Pierre André, qui se fait rare dans les manifestations publiques, était des deux événements, en grande forme, n'ayant rien perdu de son charisme, très écouté quand il a pris la parole pour saluer la mémoire de René Huel, rappeler combien celui-ci avait contribué, à travers le Centre Technique d'Agglomération qui porte désormais son nom (vignette 2), à la modernisation des conditions de travail des territoriaux (vignette 1, à ses côtés Frédéric, le fils de René Huel).

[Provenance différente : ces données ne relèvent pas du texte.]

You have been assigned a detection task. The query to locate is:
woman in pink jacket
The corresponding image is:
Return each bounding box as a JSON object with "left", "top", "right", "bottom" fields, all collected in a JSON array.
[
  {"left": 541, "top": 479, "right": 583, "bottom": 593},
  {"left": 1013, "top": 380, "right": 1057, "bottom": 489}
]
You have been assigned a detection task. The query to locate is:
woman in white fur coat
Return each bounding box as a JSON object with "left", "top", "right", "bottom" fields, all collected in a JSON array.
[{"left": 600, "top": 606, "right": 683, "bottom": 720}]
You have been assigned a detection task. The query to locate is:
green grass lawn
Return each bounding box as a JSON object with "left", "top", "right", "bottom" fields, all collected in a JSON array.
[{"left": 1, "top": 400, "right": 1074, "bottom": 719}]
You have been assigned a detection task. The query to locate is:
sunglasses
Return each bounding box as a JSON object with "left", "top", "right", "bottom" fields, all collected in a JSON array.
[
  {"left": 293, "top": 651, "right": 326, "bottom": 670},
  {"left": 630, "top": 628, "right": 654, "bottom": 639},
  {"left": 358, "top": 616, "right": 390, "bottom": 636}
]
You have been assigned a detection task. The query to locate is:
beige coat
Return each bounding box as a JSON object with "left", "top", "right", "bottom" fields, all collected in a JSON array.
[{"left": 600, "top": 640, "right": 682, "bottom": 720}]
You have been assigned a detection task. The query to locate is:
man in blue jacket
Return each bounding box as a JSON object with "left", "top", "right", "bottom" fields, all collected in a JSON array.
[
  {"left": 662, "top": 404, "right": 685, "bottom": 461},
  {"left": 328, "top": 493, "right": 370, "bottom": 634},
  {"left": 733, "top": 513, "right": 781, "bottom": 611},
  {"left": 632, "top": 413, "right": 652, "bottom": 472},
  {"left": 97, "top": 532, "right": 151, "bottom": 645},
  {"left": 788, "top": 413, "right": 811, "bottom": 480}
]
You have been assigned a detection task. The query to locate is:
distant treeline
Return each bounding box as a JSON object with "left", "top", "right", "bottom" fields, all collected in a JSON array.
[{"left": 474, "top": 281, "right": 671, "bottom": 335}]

A la suite, Xavier Bertrand a donné des nouvelles rassurantes de Thierry Roux, qui est sorti du coma, après le terrible accident qui a coûté la vie à deux jeunes employés municipaux, Serge Duchesne et Olivier Painsec (vignette 3). Le maire de Saint-Quentin a cité la définition que René Huel aimait donner de l'homme politique et qu'il a tenu à appliquer dans sa vie d'élu : "la relation de ceux qui n'ont pas de relations", et qui de ce fait viennent le solliciter, à charge pour lui de les aider. Oui, je crois que c'est une belle définition. Et c'était une belle matinée.